Глухой ночью змея укусила солдатку Розенцвейг за гениталию. Казалось бы: ну что тут такого? Война все спишет…
Ночь была приятная, немного ветреная. Ветер дул и дудел, звезды красиво сверкали над Синайским полуостровом. Солдатка Розенцвейг вышла из палатки на волю, стала там оправляться, и ее тяпнула змея.
– Сразу видно, что она не из Галиции, – узнав о происшествии, заметил сержант Мишка Гербер, хустский уроженец. – Галичанские бабы писают стоя.

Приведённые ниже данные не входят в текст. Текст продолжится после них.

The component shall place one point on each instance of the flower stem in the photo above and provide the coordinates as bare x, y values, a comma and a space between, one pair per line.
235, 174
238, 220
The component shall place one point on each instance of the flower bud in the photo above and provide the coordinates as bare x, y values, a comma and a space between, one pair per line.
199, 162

Если б она тоже писала стоя, никакая змея ее бы не достала. – Мишка Гербер считал себя истинным галичанином, и это обстоятельство как бы приподнимало его над синайской песчаной равниной.
А со змеей было все не так просто. Командир батальона подполковник Дуду Бар-Муха, по кличке Тембель [1], еще третьего дня обошел солдатские палатки и все объяснил: “Вы, ребята, даже не сомневайтесь. Я сам из Марокко, я знаю: тут змей никаких нет и быть не может. Я это вам прямо говорю. Скорпионы – да, это дело другое. Но где их нет, скорпионов! Тут надо под ноги глядеть, не зевать”.
Солдатка Розенцвейг тоже, надо думать, не зевала, а вон что вышло. Мало того. Назавтра вечером, уже после истории с солдаткой, в нашей палатке обнаружился змеенок. Солдаты, числом восемь, включая Мишку Гербера, валялись на двухъярусных койках. Откуда ни возьмись появился змеенок, чиркнул по земляному полу. Солдаты, живенько подобрав ноги, заорали на своих койках, а змеенок от этого ора и почему-то хохота юркнул в ближайший красный ботинок, валявшийся около койки. Не сговариваясь, солдаты выдернули из-под своих тощих матрасиков автоматы М-16 и открыли ураганный огонь очередями по десантному ботинку. Это правильно, что автоматы кладут под матрас, чтоб всегда были под рукой.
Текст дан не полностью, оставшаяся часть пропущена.